The deal closed with doc changes including on the J-Crew blocker, adjustments to the margin ratchet, and other changes such as the tightening of various RP baskets. The plant-based spreads maker had come under pressure in the wake of the war in Ukraine, given feared disruption to crop production, with the euro loans dipping into the 70s last year. Since then, investors note the company has recovered as wider food inflation including milk prices rose faster than vegetable oil inflation. This in turn has allowed the company to maintain pricing power and has supported margins — and hence deleveraging. Even so, the depth of last year’s secondary slump meant some lenders were more reluctant to extend, lender sources explain.
Also in July, Ammega wrapped a €1.015 billion extension and second lien refinancing with doc changes and just a €70 million stub. Ammega’s first lien loan stood at €980 million, meaning the firm could have extended the facility in full. Instead the group opted to clean-down its $86 million second lien which sponsor Partners Group had already reduced through revolver drawdowns. “Doc improvements from a B3 name that has already made use of available flexibility is a quid-pro-quo for an extension of this size,” said one lender.
Whitelists in focus
There are still areas of concern for lenders that sponsors are loathe to address.

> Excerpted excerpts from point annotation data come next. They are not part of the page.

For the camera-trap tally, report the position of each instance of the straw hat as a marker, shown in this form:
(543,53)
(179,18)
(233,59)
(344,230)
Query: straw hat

Whitelists, for example, are back in focus following the move to Chapter 11 of GenesisCare, the cancer-care group owned by doctors and management, China Resources, and KKR. Loans backing the firm had been in the 60s and 70s in secondary until the latter mid-part of last year, but with little liquidity given the only bid available was from distressed buyers outside the whitelist.
This left CLO funds stuck in the loans as they drifted lower, and the firm burned through cash before filing for bankruptcy on June 1 in the Houston Court. Then the loans slumped from the mid-20s to the low-teens, crystalising losses for many lenders that had been attempting to exit the name for the past year. “Whitelists don’t exist in high yield and they should not exist in loans,” said one manager. “If sponsors want to control their syndicate then the payback is they should come up with solutions while there is still value in the business,” another manager said. “This obviously didn’t happen in this case.”
Managers also concede that part of the attraction for sponsors to loans is their flexibility, and that includes flexibility around the syndicate and document terms. And with some large new-money tickets — most notably from WorldPay — working their way towards global markets, sources say it is an open question as to how many of the document gains seen over recent months will make their way into new deals. “There is still strong competition among banks and that’s not just among themselves, but also with direct lenders,” concluded one manager.